For our latest Western Night meeting, I chose MONTE WALSH, the 1970 film starring Lee Marvin. It’s a haunting, bittersweet picture.
Based on the novel by Jack Schaefer, best known for SHANE, MONTE WALSH is the story of a dying breed: the cowboy who refuses to give up or give in. Schaefer introduced Monte in a series of short stories, later collecting them into a novel, mostly set in New Mexico. Much of that book is not in this film, written by Lukas Heller (THE DIRTY DOZEN) and David Zelag Goodman (STRAW DOGS), but the spirit of the novel most certainly comes through.
Marvin took the role because he was anxious to play a romantic lead, something he had not yet done in films. As Monte, he embodies the lone cowboy with his gravelly voice and a face etched with the experience of decades riding the range, but there’s also real affection in his scenes with Martine (Jeanne Moreau), the prostitute he visits now and then, but she refuses to take his money. Their best scene is without dialogue as they lay in bed and she kisses him over and over as he concentrates on rolling a cigarette. Their story, though, is heartbreaking.
The West that Monte and his fellow cowboys know is dying, with ranch lands consumed by a big Eastern conglomerate. As Monte’s friend Chet (Jack Palance in a rare sympathetic role) says to him, “Nobody gets to be a cowboy forever.” Some of the boys find other work, off their horses, while others follow an outlaw path. Monte gets offered a well-paying job playing a star broncobuster in a traveling Wild West show. His response is the code of the cowboy and worth the time to watch the film.
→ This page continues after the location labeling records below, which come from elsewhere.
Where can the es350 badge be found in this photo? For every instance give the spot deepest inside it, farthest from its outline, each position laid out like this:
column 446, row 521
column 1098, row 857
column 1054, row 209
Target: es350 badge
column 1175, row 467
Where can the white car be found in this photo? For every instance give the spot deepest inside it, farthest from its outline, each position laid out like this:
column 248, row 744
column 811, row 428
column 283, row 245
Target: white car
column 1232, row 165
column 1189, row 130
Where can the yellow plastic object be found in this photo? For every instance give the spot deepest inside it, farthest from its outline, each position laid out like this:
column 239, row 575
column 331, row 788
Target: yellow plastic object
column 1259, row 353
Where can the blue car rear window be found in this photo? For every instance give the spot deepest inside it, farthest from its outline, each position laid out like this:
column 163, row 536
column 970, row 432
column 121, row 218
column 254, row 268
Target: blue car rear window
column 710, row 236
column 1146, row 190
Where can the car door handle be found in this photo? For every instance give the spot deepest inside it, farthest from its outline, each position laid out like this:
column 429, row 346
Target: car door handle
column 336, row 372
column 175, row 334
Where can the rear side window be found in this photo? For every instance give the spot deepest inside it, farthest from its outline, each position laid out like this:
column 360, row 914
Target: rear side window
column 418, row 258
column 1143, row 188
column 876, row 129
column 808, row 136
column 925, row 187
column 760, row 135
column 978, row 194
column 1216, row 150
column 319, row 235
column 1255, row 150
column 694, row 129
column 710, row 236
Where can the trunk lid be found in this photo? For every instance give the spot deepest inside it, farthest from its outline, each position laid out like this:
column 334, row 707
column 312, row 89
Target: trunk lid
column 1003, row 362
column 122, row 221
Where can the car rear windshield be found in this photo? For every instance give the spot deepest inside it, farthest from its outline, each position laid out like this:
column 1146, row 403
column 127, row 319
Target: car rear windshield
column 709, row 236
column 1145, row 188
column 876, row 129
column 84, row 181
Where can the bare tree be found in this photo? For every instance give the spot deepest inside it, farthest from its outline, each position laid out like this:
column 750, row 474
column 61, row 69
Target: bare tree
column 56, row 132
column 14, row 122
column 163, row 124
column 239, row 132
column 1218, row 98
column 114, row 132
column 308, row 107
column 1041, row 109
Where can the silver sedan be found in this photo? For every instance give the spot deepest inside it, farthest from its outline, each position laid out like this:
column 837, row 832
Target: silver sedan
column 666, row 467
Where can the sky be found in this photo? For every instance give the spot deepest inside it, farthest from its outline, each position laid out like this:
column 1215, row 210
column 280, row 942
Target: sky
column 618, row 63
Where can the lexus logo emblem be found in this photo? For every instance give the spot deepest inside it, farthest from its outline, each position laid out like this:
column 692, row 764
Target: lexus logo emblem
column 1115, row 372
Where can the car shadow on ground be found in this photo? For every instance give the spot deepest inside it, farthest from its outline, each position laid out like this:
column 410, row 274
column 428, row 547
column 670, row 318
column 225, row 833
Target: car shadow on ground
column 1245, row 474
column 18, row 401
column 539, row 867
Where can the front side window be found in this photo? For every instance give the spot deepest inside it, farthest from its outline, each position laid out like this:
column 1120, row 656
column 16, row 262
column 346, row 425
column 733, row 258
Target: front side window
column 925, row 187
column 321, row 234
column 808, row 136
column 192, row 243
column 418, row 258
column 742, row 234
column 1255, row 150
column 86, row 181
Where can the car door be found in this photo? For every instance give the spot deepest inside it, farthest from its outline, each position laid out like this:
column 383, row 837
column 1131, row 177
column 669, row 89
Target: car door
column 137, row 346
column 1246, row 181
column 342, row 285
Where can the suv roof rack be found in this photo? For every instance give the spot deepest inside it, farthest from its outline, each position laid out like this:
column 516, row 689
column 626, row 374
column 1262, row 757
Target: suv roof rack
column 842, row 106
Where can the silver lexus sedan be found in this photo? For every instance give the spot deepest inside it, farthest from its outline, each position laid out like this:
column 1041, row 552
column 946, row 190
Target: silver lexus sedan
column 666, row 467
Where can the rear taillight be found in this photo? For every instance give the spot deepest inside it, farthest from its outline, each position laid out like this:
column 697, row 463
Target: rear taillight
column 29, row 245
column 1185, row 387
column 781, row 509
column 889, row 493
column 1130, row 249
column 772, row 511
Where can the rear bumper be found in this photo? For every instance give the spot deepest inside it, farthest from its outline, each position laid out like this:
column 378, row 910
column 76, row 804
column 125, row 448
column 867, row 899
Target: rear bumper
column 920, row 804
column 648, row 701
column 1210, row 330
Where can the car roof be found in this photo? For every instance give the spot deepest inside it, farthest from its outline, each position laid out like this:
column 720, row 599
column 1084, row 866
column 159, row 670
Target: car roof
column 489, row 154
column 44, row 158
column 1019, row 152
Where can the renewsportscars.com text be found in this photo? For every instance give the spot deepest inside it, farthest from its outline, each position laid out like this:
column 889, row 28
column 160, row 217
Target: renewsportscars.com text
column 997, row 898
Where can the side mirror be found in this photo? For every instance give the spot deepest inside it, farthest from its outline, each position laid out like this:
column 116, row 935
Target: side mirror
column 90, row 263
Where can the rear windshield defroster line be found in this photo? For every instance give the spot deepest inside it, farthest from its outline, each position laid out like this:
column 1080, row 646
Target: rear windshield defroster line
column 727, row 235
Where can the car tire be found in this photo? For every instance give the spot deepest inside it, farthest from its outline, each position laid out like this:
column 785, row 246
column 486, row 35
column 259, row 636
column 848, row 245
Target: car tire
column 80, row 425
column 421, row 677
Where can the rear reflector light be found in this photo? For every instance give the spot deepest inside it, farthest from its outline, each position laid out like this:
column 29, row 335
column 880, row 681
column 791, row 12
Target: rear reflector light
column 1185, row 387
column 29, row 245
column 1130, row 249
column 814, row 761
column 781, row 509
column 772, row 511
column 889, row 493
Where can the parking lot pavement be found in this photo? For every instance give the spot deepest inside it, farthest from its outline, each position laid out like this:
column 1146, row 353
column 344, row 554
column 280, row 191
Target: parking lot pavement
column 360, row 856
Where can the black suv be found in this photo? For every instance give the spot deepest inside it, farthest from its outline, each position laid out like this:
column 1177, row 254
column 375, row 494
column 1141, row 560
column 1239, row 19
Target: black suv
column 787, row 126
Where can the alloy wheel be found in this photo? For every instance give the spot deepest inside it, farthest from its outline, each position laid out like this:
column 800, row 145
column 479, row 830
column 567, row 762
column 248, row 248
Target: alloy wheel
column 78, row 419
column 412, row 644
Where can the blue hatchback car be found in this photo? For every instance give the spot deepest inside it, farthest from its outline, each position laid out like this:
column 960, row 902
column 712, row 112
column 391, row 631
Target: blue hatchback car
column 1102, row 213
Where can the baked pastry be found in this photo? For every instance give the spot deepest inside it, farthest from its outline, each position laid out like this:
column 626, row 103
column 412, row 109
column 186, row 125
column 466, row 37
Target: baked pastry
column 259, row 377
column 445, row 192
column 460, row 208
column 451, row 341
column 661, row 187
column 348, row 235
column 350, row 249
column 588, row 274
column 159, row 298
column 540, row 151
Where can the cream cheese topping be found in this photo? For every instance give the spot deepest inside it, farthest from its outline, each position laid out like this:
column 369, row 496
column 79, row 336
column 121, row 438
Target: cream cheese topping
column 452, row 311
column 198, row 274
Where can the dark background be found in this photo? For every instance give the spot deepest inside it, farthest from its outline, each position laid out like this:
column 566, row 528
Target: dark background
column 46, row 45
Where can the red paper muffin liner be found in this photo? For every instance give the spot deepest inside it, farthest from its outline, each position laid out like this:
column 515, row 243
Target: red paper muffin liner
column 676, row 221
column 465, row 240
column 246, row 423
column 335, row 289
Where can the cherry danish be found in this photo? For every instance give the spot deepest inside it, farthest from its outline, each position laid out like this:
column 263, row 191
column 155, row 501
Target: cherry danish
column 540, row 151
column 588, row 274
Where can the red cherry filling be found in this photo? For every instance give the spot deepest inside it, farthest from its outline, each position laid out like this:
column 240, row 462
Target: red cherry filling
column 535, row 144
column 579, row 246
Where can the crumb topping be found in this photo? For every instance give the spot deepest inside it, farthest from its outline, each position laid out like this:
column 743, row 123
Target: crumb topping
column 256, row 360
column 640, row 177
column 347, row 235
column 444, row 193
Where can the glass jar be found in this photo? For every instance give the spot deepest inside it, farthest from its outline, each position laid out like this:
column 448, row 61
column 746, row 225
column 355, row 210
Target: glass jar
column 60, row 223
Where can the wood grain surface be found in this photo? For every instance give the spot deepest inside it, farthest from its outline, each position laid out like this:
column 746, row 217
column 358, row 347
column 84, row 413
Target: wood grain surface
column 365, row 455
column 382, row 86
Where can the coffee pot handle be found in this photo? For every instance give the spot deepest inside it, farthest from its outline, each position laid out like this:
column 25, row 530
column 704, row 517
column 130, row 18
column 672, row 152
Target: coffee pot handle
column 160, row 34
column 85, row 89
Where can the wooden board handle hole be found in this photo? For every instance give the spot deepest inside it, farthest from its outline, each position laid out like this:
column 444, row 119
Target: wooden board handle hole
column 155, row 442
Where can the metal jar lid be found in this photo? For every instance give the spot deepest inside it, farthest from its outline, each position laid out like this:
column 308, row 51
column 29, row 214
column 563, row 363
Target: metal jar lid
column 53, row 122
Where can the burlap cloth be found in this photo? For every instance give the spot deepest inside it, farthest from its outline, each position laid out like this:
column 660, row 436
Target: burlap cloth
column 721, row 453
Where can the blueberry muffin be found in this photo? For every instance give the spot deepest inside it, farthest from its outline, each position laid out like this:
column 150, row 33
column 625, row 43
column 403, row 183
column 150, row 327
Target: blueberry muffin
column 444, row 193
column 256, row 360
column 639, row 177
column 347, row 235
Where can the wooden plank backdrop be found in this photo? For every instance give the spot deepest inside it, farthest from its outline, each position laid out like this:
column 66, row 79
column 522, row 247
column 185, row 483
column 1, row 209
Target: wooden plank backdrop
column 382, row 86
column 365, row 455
Originally, Howard Hawks was approached about making the movie, but when Marvin, already signed for the role, arrived for talks with Hawks roaring drunk, Hawks passed. (Hawks had hoped to cast John Wayne in the film and then went on to make RIO LOBO with Wayne instead.) Marvin, who had considerable say during the production, convinced cinematographer William A. Fraker to direct the picture, his first as a director. (In spite of a couple of clumsily handled scenes, Fraker does a terrific job.) Also, since Fraker knew about Marvin’s drinking, (they had worked on PAINT YOUR WAGON prior to this film), accommodations were made during the Arizona location shoot. One accommodation was that Fraker, knowing Marvin’s tendency to begin drinking in the afternoon, scheduled a sunset scene to be shot at dawn.
MONTE WALSH is available on DVD, Blu-Ray, and youtube.com.
Our group includes Johnny D. Boggs, record eight-time Spur Award-winning author for such novels as RETURN TO RED RIVER, Kirk Ellis, Emmy-winning screenwriter and producer of HBO’s JOHN ADAMS and TNT’s INTO THE WEST, Kirk’s wife Sheila, David Morrell, award-winning author and New York Times best-selling author of FIRST BLOOD, and Robert Nott, award-winning journalist and author of THE FILMS OF BUDD BOETTICHER.